Jonathan Newman said that, from a legal perspective, “valuation is an art not a science. Courts also say more often than not market price is the best indicative value.”


Breaking up the heated panel discussion, the arrival of David Forsdyke and Lorna O’Brian from the FSA offered some insight into the regulator’s stance on the bridging sector. Focusing on two key areas of the MMR proposals – Responsible Lending and Distribution and Disclosure – the pair gave a high level overview of the consultation paper.

David highlighted that for rolled up or retained interest loans the borrowers must demonstrate a credible exit strategy which is assessed by the lender. Further clarifying the MMR’s proposals, he also revealed that future emphasis will be on ‘advice’. Lenders will need to be able to demonstrate that the advice they offered to the client included an assessment of why a mainstream mortgage product is not appropriate for them.

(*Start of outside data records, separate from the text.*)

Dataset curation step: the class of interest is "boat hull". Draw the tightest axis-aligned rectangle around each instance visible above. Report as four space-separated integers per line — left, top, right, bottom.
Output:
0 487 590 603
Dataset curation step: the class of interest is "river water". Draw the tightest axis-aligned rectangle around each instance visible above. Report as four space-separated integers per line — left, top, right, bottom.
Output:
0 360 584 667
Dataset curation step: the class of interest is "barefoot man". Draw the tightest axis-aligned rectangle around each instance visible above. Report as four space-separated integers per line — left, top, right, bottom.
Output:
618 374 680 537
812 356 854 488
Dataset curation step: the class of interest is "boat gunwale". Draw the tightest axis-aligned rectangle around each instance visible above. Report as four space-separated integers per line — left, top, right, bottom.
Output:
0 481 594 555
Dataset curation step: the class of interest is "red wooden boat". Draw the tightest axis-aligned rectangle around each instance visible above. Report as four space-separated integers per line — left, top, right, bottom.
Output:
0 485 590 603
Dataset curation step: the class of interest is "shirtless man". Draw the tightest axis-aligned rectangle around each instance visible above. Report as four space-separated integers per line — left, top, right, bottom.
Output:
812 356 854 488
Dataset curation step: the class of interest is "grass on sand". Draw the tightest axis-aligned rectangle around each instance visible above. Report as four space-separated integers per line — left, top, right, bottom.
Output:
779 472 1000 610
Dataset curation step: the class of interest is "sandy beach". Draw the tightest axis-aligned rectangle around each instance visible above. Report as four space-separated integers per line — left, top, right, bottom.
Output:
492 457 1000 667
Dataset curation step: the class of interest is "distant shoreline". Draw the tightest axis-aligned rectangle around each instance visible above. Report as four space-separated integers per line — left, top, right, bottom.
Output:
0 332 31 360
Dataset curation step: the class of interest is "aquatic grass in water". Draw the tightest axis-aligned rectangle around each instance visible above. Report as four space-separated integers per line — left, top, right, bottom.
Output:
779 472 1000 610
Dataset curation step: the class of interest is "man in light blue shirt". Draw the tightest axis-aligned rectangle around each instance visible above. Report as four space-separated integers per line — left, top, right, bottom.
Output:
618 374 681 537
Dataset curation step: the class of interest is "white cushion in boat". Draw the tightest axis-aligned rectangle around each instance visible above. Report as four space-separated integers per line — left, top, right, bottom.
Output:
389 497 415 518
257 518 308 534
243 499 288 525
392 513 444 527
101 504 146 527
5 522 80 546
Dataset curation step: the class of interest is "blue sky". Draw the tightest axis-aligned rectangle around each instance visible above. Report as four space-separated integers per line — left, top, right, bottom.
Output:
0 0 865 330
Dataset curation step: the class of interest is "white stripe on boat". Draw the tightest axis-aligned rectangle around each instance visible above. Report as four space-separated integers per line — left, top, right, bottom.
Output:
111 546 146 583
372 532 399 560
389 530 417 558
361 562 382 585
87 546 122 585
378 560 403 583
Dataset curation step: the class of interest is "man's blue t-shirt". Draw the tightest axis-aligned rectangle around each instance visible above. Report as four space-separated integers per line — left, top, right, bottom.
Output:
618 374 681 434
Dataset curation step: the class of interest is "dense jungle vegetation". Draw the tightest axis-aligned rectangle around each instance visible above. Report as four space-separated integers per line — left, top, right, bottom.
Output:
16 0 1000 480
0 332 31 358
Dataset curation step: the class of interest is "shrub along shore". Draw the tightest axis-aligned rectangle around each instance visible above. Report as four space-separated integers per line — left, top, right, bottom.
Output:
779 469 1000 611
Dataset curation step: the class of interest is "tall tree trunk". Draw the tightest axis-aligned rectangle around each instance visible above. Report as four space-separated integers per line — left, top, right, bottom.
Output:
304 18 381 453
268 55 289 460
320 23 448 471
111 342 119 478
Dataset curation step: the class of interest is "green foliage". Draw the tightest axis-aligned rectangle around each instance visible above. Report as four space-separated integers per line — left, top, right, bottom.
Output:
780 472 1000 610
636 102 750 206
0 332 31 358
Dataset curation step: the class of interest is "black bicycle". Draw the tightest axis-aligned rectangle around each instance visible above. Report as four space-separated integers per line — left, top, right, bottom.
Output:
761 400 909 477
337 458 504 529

Questions from the audience had David predicting when second charges will be regulated (his guess was that this will be in line with or shortly after the implementation of the MMR which won’t be before Summer 2013), a definition of high net worth clients and a justification of the FSA’s research on the mortgage market and customers’ perception that they were being given advice.

Broker views

Tackling a number of topical issues, the forum certainly stirred debate amongst the audience members we caught up with after the discussion had finished.

Broker Rakesh Bhala, of RB Mortgages, said: “Events like these are helpful because you can see what other people in your industry think and whether there are any changes to offerings in the market. The FSA talk was good and I picked up on some of the relevant points made in the MMR.”

One of the more vocal members present, Steve McColl told us, “It was a great event and I really enjoyed it. It helped me firm up in my head things I was aware of and it gave me a clearer thought process on where the market is going.”

He added, “I’m very open about figures and I would encourage other people to be open about both successes and failures. In such a small, specialist industry you want to know that you are doing the right thing. The role the AOBP can grow into is in switching the balance away from the industry being lender-driven to becoming more broker and master packager-driven.”